We as a country do not exist in isolation, we share the global environment with other countries and many watchdog organizations that may seem silent but they are closely monitoring and watching our actions and responses to everything we indulge ourselves in as a nation of which how we hold our elections is one. 
Having all eligible voters participating in democratic elections is a positive credit for our country from other countries of the world and international organizations.

Namibia is voting in November, whereby the regional and local government elections are upon us. On a positive note, over 188 000 people registered to vote during the early September supplementary election registration process.
Every Namibian eligible to vote should participate in the upcoming elections because not only it is a constitutional obligation but also because democratic elections are characterised with acts of inclusive government. 
Voters only get the opportunity to express how they feel and what they want in terms of political representation through democratic elections. 

One thing that voters should always keep in mind and know is that you do not owe anyone a vote but you owe yourself a vote, a vote is a personal decision derived from a personal solution.
Personally, I highly recommend everyone to vote because everyone has an opinion. 
The reason why democratic elections exist is for every person to have a say in everything going on, but is it still a democracy when we have eligible voters abstaining from voting? An unacceptable funny and shocking fact within the Namibian context is that a huge number of people that distance themselves from voting is we the youth, the same people that claim to know what Namibia should do in order to achieve its desired goals. 

Unapologetically, no one in a political setup will give you an opportunity to make a difference if you are unwilling to feature on the field of play. 
As a nation, we can only make the electoral process stronger when we have a vast voting population casting their votes.
The significance of having a voter’s card is equivalent to that of a national identity card. 
Moreover, if you are (18 years and older) you are only able to rightfully criticize actions of government if you are an active and regular voter. 
Factually, in any democracy the government is for the people and by the people.
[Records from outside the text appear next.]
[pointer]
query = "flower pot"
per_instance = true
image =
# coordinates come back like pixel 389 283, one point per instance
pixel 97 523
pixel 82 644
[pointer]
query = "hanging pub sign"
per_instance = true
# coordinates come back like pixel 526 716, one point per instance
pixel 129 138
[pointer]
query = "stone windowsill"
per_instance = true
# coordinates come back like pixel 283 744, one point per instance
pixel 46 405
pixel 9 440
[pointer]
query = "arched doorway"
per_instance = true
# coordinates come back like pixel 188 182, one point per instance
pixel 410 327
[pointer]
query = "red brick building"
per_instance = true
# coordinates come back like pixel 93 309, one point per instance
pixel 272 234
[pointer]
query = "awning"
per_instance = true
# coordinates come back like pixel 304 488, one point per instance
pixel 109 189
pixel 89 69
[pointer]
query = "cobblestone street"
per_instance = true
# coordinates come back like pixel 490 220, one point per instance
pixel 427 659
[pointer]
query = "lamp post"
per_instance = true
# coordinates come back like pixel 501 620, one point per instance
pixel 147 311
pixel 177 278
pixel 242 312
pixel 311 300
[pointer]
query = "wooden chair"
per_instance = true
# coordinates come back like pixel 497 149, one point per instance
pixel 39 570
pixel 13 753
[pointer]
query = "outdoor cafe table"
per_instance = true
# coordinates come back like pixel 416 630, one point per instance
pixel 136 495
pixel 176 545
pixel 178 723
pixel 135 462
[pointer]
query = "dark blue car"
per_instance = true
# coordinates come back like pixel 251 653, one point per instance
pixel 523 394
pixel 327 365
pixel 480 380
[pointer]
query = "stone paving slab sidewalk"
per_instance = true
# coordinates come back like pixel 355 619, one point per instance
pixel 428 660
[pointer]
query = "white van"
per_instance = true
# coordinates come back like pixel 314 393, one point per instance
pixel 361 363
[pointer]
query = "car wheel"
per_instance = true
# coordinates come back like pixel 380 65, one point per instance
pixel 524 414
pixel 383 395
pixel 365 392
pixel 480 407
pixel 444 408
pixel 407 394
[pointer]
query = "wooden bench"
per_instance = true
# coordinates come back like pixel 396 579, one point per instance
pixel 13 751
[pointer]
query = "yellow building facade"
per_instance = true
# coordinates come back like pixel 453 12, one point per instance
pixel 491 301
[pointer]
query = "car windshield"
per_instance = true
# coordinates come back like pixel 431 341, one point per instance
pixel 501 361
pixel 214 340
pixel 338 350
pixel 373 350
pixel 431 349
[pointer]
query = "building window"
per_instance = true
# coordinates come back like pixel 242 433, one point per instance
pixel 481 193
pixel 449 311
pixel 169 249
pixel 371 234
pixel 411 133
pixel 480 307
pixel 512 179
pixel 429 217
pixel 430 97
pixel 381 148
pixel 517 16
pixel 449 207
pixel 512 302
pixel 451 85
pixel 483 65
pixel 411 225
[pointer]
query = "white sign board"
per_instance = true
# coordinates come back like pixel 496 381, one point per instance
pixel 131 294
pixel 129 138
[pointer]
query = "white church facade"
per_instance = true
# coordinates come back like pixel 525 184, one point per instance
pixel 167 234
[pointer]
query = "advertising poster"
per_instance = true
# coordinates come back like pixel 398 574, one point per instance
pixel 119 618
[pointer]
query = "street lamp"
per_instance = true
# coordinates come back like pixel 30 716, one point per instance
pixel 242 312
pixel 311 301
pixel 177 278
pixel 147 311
Thus, the article is recommending for central government to come up with a legal regulation that appreciate and makes provision for individuals who are active voters. 

In a situation in which different candidates lobbying for the same employment opportunity within government meet the basic requirements for the job, active voters should stand a higher chance than inactive voters in the employment selection process. 
Therefore, the Electoral Commission of Namibia (ECN) has to work tirelessly in ensuring that the data for active voters is collected and presented to government institutions when required in order for it to feature as a selection requirement in the employment process. 
Hence, we cannot have people that are eligible to vote wanting to work for government but they are unable to decide the government.

*Petrus Ndeumono Mbidi has a diploma in Local Government Studies, an honours degree in Public Management, and he is a final year Masters of Public Administration student at the University of Namibia.